知っている感覚。だけど、感じたくない。感じちゃいけない。
ブラックとクロウ以外は、駄目だ。こんな風になったら駄目なんだ。
なのに、ラスターは俺のシャツを掻き分けて、首の根元を柔らかい何かで挟み強く吸い上げて来る。ソレが「何か」なんて、考えたくない。知りたくない。
だけど、もうその感触が「何」なのかを知っている俺は、体をびくびくと震わせてしまい――――抵抗も出来ず、首に痕が付く程のキスを受け入れるしかなかった。
『ツカサ君、早く早く』
「ぁっ……!」
我慢し切れず、思わず助けを求めるように声を出そうとする。
だけど、俺の口はラスターの手で塞がれた。
もう、ブラックに助けも求められない。もとより言えるはずも無かったが、しかしその純然たる事実に、体の奥がゾッと冷えた。けれども、ラスターは俺の様子なんて構わずに、俺を抱えたまま壁まで近付く。そうして、体を壁に強く押し付け逃げられないようにすると……手を、伝令穴にくっつけた。

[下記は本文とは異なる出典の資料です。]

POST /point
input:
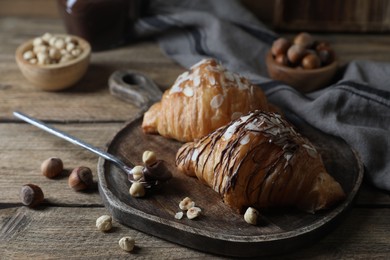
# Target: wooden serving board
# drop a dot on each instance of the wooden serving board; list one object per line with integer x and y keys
{"x": 219, "y": 230}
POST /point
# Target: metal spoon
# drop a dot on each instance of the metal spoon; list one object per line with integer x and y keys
{"x": 155, "y": 177}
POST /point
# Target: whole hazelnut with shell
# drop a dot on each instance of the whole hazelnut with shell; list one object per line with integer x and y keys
{"x": 295, "y": 53}
{"x": 52, "y": 167}
{"x": 80, "y": 178}
{"x": 31, "y": 195}
{"x": 304, "y": 39}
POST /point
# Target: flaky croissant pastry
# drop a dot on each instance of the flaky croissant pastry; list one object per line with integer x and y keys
{"x": 201, "y": 100}
{"x": 260, "y": 161}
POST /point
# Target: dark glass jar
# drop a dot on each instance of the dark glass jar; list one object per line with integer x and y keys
{"x": 105, "y": 24}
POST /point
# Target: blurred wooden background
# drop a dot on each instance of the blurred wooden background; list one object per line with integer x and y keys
{"x": 285, "y": 15}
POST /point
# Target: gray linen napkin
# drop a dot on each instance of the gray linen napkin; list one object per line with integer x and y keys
{"x": 356, "y": 108}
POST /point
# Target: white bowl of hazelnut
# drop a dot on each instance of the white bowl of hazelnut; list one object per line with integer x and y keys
{"x": 53, "y": 62}
{"x": 303, "y": 63}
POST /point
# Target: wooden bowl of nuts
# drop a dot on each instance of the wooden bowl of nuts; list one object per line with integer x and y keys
{"x": 53, "y": 62}
{"x": 303, "y": 63}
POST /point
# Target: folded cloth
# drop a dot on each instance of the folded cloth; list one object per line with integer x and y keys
{"x": 356, "y": 108}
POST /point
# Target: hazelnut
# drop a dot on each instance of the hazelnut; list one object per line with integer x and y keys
{"x": 311, "y": 61}
{"x": 251, "y": 215}
{"x": 104, "y": 223}
{"x": 127, "y": 243}
{"x": 281, "y": 59}
{"x": 186, "y": 204}
{"x": 295, "y": 53}
{"x": 280, "y": 46}
{"x": 149, "y": 157}
{"x": 179, "y": 215}
{"x": 137, "y": 190}
{"x": 31, "y": 195}
{"x": 28, "y": 55}
{"x": 304, "y": 39}
{"x": 325, "y": 53}
{"x": 193, "y": 212}
{"x": 80, "y": 178}
{"x": 52, "y": 167}
{"x": 137, "y": 172}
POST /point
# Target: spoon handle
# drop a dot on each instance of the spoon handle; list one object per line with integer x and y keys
{"x": 71, "y": 139}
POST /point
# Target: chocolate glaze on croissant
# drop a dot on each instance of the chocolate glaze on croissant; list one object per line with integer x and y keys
{"x": 201, "y": 100}
{"x": 259, "y": 160}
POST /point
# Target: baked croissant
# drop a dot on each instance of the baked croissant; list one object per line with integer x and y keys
{"x": 201, "y": 100}
{"x": 259, "y": 160}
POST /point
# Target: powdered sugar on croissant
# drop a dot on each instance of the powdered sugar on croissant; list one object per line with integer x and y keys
{"x": 201, "y": 100}
{"x": 259, "y": 160}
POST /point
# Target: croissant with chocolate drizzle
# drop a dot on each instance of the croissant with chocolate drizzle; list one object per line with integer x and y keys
{"x": 259, "y": 160}
{"x": 202, "y": 99}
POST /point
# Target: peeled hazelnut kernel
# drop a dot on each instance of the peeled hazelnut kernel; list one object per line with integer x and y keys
{"x": 127, "y": 243}
{"x": 28, "y": 55}
{"x": 137, "y": 172}
{"x": 38, "y": 41}
{"x": 40, "y": 49}
{"x": 42, "y": 58}
{"x": 281, "y": 59}
{"x": 251, "y": 215}
{"x": 149, "y": 157}
{"x": 46, "y": 37}
{"x": 54, "y": 54}
{"x": 311, "y": 61}
{"x": 33, "y": 61}
{"x": 137, "y": 190}
{"x": 69, "y": 39}
{"x": 186, "y": 204}
{"x": 304, "y": 39}
{"x": 104, "y": 223}
{"x": 70, "y": 46}
{"x": 52, "y": 167}
{"x": 193, "y": 212}
{"x": 179, "y": 215}
{"x": 280, "y": 46}
{"x": 59, "y": 43}
{"x": 75, "y": 52}
{"x": 31, "y": 195}
{"x": 52, "y": 40}
{"x": 80, "y": 178}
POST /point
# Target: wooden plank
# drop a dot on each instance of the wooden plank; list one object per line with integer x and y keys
{"x": 89, "y": 99}
{"x": 56, "y": 232}
{"x": 25, "y": 147}
{"x": 36, "y": 8}
{"x": 71, "y": 232}
{"x": 37, "y": 145}
{"x": 333, "y": 15}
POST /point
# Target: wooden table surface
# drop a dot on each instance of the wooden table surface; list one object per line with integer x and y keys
{"x": 64, "y": 226}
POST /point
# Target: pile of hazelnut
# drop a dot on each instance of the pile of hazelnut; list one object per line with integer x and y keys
{"x": 81, "y": 178}
{"x": 303, "y": 52}
{"x": 53, "y": 49}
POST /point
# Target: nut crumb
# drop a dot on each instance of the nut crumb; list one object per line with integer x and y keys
{"x": 251, "y": 215}
{"x": 193, "y": 212}
{"x": 186, "y": 204}
{"x": 179, "y": 215}
{"x": 127, "y": 243}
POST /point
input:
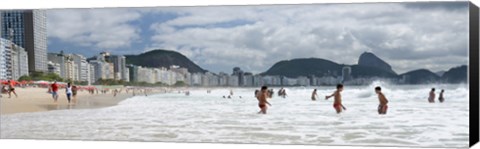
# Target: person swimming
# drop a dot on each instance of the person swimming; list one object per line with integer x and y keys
{"x": 337, "y": 104}
{"x": 431, "y": 97}
{"x": 440, "y": 97}
{"x": 382, "y": 107}
{"x": 262, "y": 100}
{"x": 314, "y": 95}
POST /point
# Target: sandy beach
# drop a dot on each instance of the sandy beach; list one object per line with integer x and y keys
{"x": 37, "y": 100}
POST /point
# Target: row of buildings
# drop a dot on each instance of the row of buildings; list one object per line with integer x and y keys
{"x": 23, "y": 43}
{"x": 238, "y": 78}
{"x": 76, "y": 67}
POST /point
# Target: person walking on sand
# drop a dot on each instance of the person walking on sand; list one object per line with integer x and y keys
{"x": 431, "y": 97}
{"x": 440, "y": 97}
{"x": 68, "y": 91}
{"x": 11, "y": 88}
{"x": 54, "y": 91}
{"x": 262, "y": 100}
{"x": 337, "y": 104}
{"x": 314, "y": 95}
{"x": 382, "y": 107}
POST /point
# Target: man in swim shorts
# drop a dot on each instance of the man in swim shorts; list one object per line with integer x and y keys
{"x": 337, "y": 104}
{"x": 262, "y": 100}
{"x": 382, "y": 107}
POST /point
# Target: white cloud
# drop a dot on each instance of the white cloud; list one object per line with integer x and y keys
{"x": 255, "y": 37}
{"x": 96, "y": 28}
{"x": 406, "y": 38}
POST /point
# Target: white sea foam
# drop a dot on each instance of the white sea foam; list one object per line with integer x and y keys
{"x": 202, "y": 117}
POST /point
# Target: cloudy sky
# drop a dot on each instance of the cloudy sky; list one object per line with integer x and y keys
{"x": 409, "y": 36}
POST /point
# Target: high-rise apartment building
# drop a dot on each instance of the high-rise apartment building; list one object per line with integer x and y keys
{"x": 27, "y": 29}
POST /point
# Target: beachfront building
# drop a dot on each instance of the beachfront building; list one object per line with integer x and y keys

なんとか逃げようともがく俺の目の前で、ラスターはその手に白い光を纏わせて、ラッパの穴のようになった部分に光を惜しげもなく流し込んでいく。
「……!?」
白、白って、金の曜気の光……――――
あれ、でも……ラスターって、さっき……。
そう思って瞠目した俺の耳に、柔らかく滑らかな物が押し付けられて。
「これでまた、貸しが増えたな」
低い声が、熱いと意気と一緒に耳に流しこまれた。